Coordinate space calculation of two- and three-loop sunrise-type diagrams, elliptic functions and truncated Bessel integral identities

TL;DR

This paper computes three-loop sunrise diagrams in four dimensions using configuration space, finds numerical agreement with momentum space results, and derives new integral identities involving Bessel functions and elliptic functions.

Contribution

It introduces a configuration space method for three-loop diagrams, derives new Bessel integral identities, and connects these to elliptic functions, advancing computational techniques in quantum field theory.

Findings

Numerical agreement between configuration and momentum space calculations.

New integral identities involving Bessel functions and elliptic functions.

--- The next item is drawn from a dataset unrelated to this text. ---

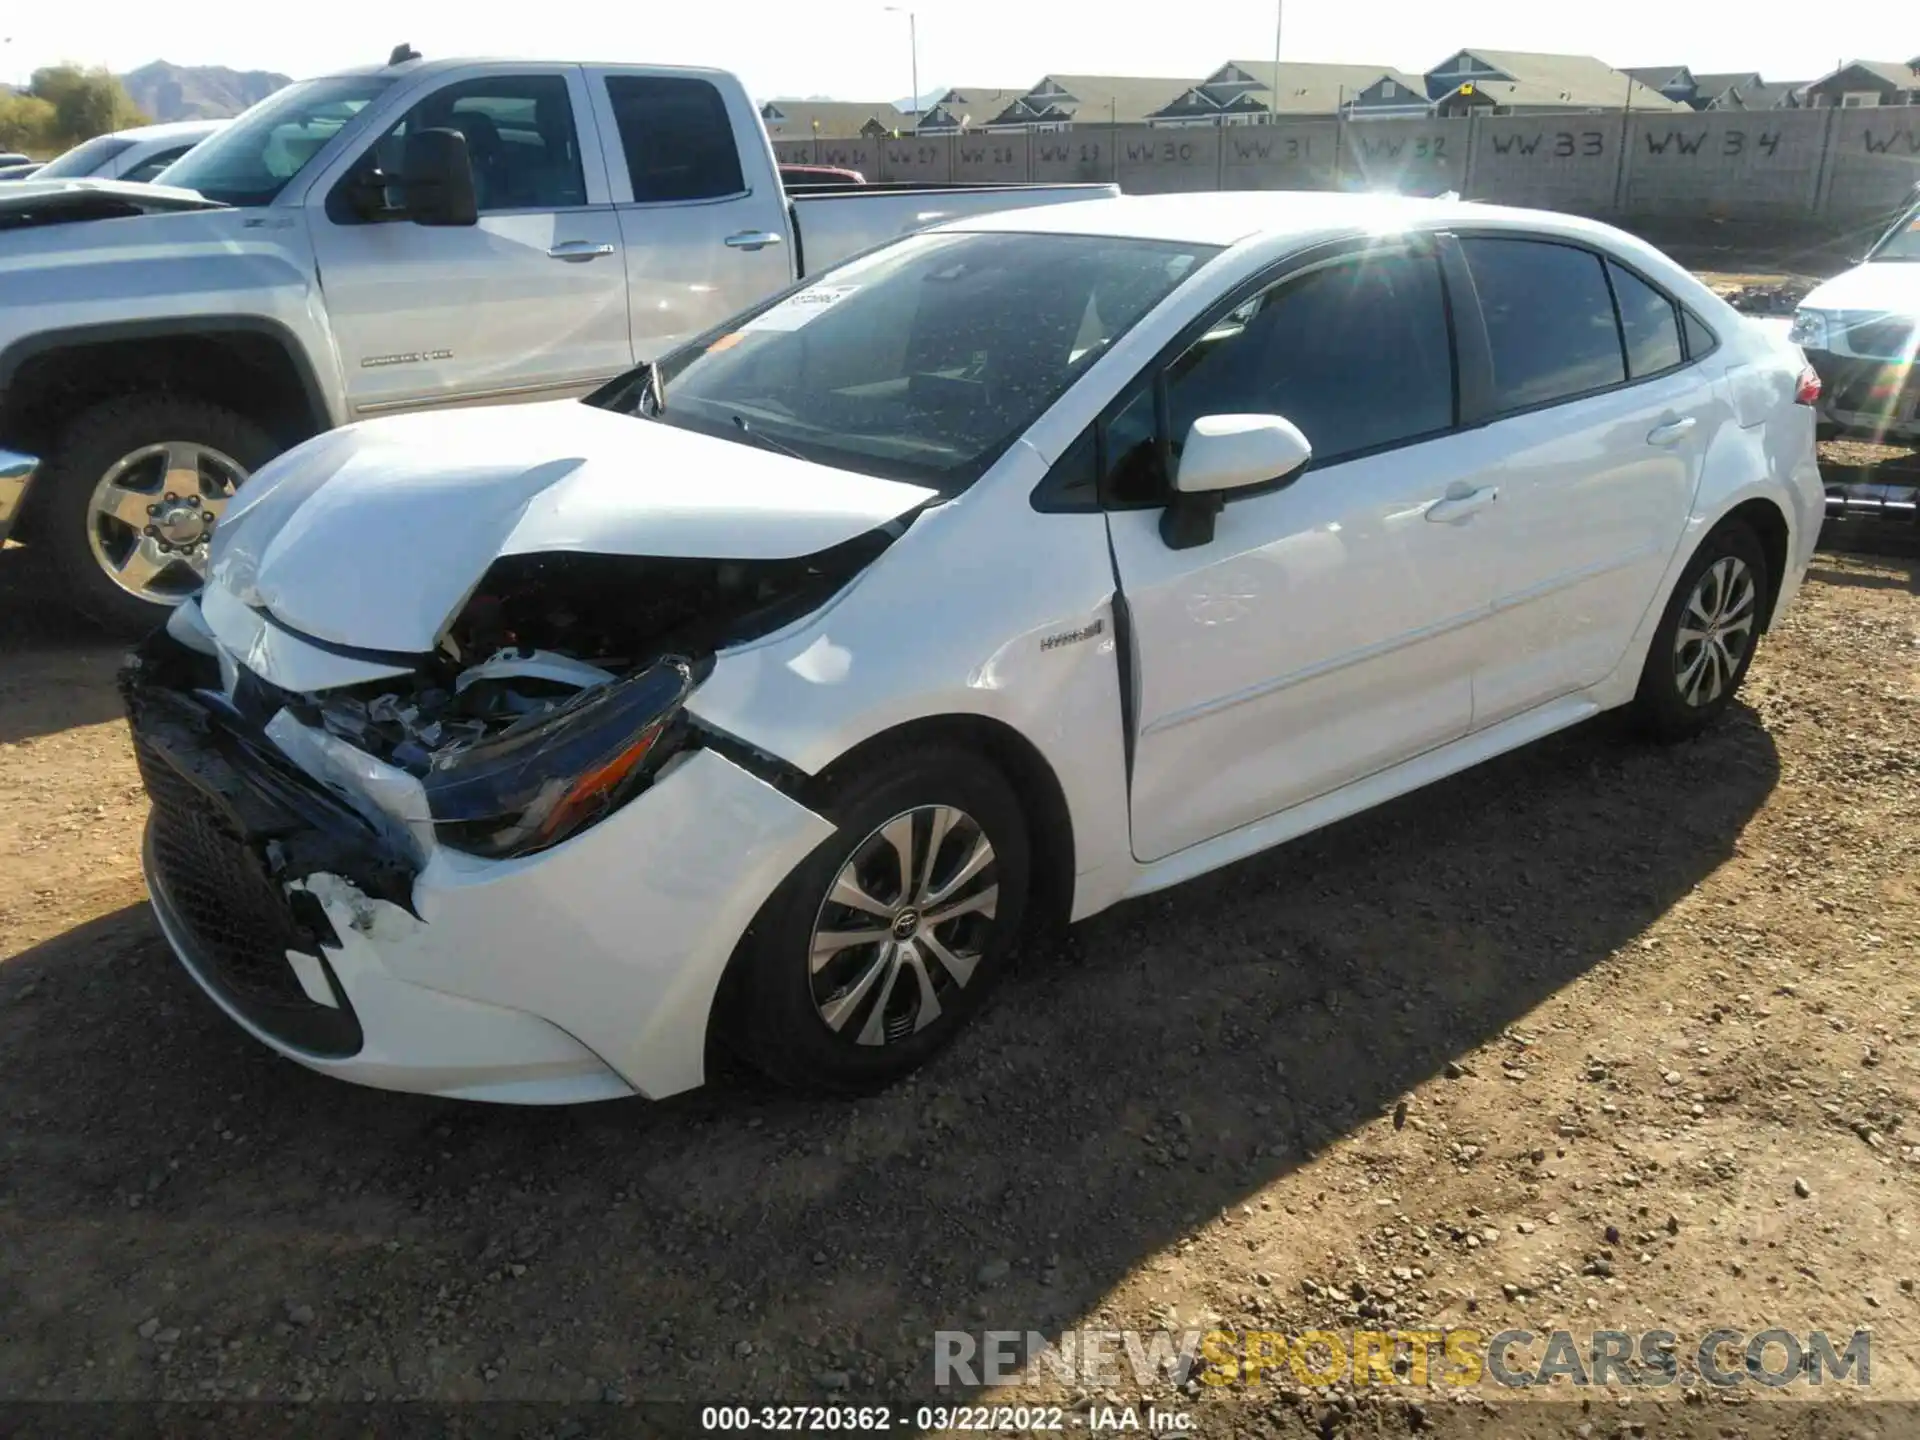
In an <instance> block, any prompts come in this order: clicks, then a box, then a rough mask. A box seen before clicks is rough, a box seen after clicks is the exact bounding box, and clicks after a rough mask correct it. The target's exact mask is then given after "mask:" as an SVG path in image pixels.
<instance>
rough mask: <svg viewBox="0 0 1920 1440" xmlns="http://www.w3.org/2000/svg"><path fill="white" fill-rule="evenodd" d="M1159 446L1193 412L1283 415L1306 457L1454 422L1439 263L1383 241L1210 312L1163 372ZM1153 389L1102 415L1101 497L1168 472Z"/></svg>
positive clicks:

Expressed moments of Bessel products in terms of polylogarithms.

Abstract

We integrate three-loop sunrise-type vacuum diagrams in $D_0=4$ dimensions with four different masses using configuration space techniques. The finite parts of our results are in numerical agreement with corresponding three-loop calculations in momentum space. Using some of the closed form results of the momentum space calculation we arrive at new integral identities involving truncated integrals of products of Bessel functions. For the non-degenerate finite two-loop sunrise-type vacuum diagram in $D_0=2$ dimensions we make use of the known closed form $p$-space result to express the moment of a product of three Bessel functions in terms of a sum of Claussen polylogarithms. Using results for the nondegenerate two-loop sunrise diagram from the literature in $D_0=2$ dimensions we obtain a Bessel function integral identity in terms of elliptic functions.